As this was not developed in a test driven way the tests are not very good.

Implementing the state machine

With the tape available, we can implement the state machine. The state machine takes a program and inputs. Then we can go and step through the program.

Most instructions are rather straightforward and can be forwarded to the tape. The interesting part are the loops with the brackets. There is no need to parse the program into an elaborate structure. We can just count the brackets and move within the program until we have reached the matching bracket.

class StateMachine:
    def __init__(self, program: str, inputs: list[int]) -> None:
        self._program = program
        self._inputs = inputs

        self._tape = RightInfiniteTape()
        self._program_counter = 0
        self._outputs = []

    def step(self) -> None:
        instruction = self._program[self._program_counter]
        if instruction == "+":
            self._tape.increment()
        elif instruction == "-":
            self._tape.decrement()
        elif instruction == ">":
            self._tape.right()
        elif instruction == "<":
            self._tape.left()
        elif instruction == ",":
            self._tape.set(self._inputs.pop(0))
        elif instruction == ".":
            self._outputs.append(self._tape.get())
        elif instruction == "[":
            if self._tape.is_zero():
                self._goto_bracket(forward=True)
        elif instruction == "]":
            if not self._tape.is_zero():
                self._goto_bracket(forward=False)

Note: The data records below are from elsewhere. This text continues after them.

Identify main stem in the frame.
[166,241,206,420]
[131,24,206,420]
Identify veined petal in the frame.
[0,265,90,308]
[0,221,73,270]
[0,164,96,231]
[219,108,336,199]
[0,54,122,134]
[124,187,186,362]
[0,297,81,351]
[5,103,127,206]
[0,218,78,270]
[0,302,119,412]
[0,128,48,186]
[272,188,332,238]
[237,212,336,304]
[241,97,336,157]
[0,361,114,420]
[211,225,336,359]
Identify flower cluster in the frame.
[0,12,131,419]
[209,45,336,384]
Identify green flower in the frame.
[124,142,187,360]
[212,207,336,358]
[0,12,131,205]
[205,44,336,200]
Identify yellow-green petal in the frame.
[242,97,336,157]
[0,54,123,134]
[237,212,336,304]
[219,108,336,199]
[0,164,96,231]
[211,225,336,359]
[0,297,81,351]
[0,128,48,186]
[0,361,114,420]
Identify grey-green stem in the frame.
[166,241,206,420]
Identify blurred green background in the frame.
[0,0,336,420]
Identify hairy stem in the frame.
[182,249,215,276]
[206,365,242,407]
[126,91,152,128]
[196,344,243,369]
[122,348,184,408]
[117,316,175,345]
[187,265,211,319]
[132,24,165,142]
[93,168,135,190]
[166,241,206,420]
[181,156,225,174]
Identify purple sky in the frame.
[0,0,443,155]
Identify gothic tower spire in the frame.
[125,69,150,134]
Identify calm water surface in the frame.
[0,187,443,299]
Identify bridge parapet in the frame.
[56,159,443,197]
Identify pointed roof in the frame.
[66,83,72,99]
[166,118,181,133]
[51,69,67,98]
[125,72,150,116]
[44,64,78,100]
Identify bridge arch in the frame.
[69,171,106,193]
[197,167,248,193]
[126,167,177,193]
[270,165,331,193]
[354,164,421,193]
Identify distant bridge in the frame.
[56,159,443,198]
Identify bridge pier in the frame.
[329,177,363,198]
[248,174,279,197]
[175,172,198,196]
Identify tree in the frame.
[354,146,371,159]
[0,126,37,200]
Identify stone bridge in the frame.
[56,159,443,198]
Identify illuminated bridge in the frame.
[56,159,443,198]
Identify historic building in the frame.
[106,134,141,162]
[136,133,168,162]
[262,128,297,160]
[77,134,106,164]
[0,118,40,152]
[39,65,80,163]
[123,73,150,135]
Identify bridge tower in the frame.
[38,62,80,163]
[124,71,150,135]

        self._program_counter += 1

    def run(self) -> list[int]:
        while self._program_counter != len(self._program):
            self.step()
        return self._outputs

    def _goto_bracket(self, forward: bool) -> None:
        my_bracket = "[" if forward else "]"
        target_bracket = "]" if forward else "["
        increment = 1 if forward else -1
        bracket_counter = 0
        while True:
            instruction = self._program[self._program_counter]
            if instruction == my_bracket:
                bracket_counter += 1
            elif instruction == target_bracket:
                bracket_counter -= 1
                if bracket_counter == 0:
                    break
            self._program_counter += increment

All in all this class is not that big and it encapsulates the state machine using an external tape.

Testing the state machine

We can test it with the state machine with the multiplication program from the previous blog post. I have changed it slightly to use the input and output arrays.

def test_state_machine() -> None:
    program = """
    >, >,           Accept two inputs into T1 and T2

    <               Goto T1
    [               While T1 is nonzero
        >               Goto T2
        [->+>+<<]       Copy T2 to T3 and T4
        >>              Goto to T4
        [-<<+>>]        Move T4 to T2
        <               Goto to T3
        [-<<<+>>>]      Accumulate T3 onto T0
        <<              Goto to T1
        -               Decrement T1
    ]

    <.              Emit T0
    """
    sm = StateMachine(program=program, inputs=[2, 3])
    result = sm.run()
    assert result == [6]

Conclusion

Yeah, now we have a working Brainfuck interpreter that can be used from within Python. We don't have a command line interface, but that could easily be added as needed.

The tape and the state machine form nice objects and encapsulate a nontrivial amount of invariants.

With that interpreter at hand, we can start to tackle the most difficult part of this series, the transpiler from a higher level language into Brainfuck.